FOR IMMEDIATE RELEASE
Sinking of the James J. Francesconi and the Tramp
On Saturday 1 May 2016, in coordination with Olympus Dive Center of Morehead City, North Carolina, Discovery Deep launched its project to document and collect scientific observations on the first artificial reef off the North Carolina coast in a decade. Discovery Deep team members mounted and set cameras on the James J. Francesconi and the Tramp prior to the sinking, and then dove the new reef site to recover the cameras and film the site for the first time.
"This was going to be a great opportunity for us to build our partnership with Bobby Purifoy and the Olympus Dive Center.
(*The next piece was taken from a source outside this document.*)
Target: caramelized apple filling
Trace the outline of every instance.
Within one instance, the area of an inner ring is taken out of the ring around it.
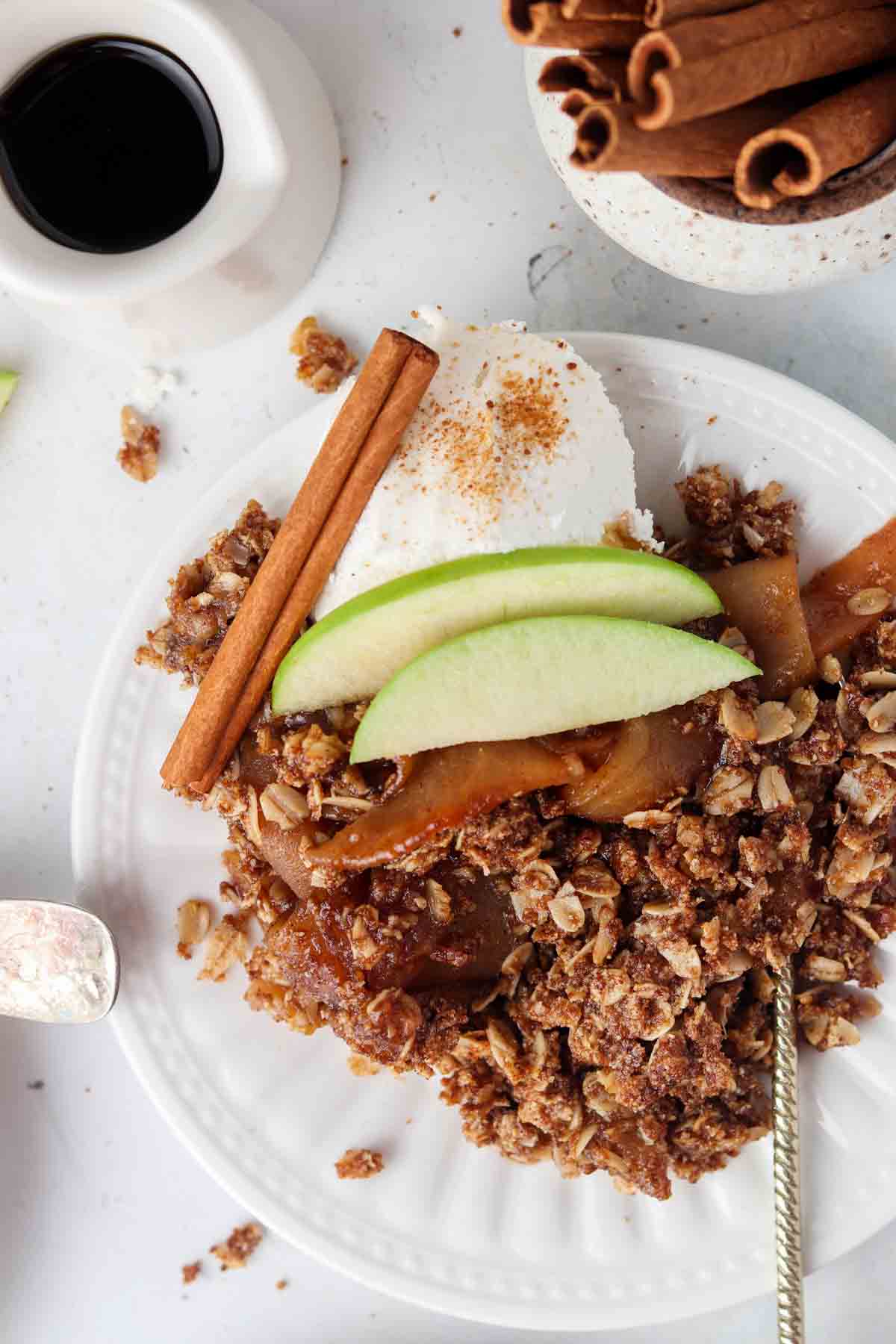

They’ve supported us from our beginnings, and working with them on this project affords us the opportunity to collect scientific data that’s not often available,” commented Frank Stopa, Discovery Deep Chief Executive Officer. “We’re helping the marine science world learn more about creating marine habitats and preserving our oceans."
In addition to having dive teams visit the site regularly to collect and catalogue their own observations, Discovery Deep is building a citizen science database and training course to encourage and enable recreational divers to contribute their own observations to the data.
"With the decline of organic coral reefs worldwide, the creation of artificial habitats is imperative to protecting marine life," added Mohamed Hafez, Discovery Deep’s Chief Technology Officer and leader of the first dive team on the new site.
Discovery Deep provides data and sample collection support to scientific and academic organizations, and certain commercial interests. All of this is focused on furthering humankind’s understanding, knowledge and appreciation of the world’s oceans, seas and waterways.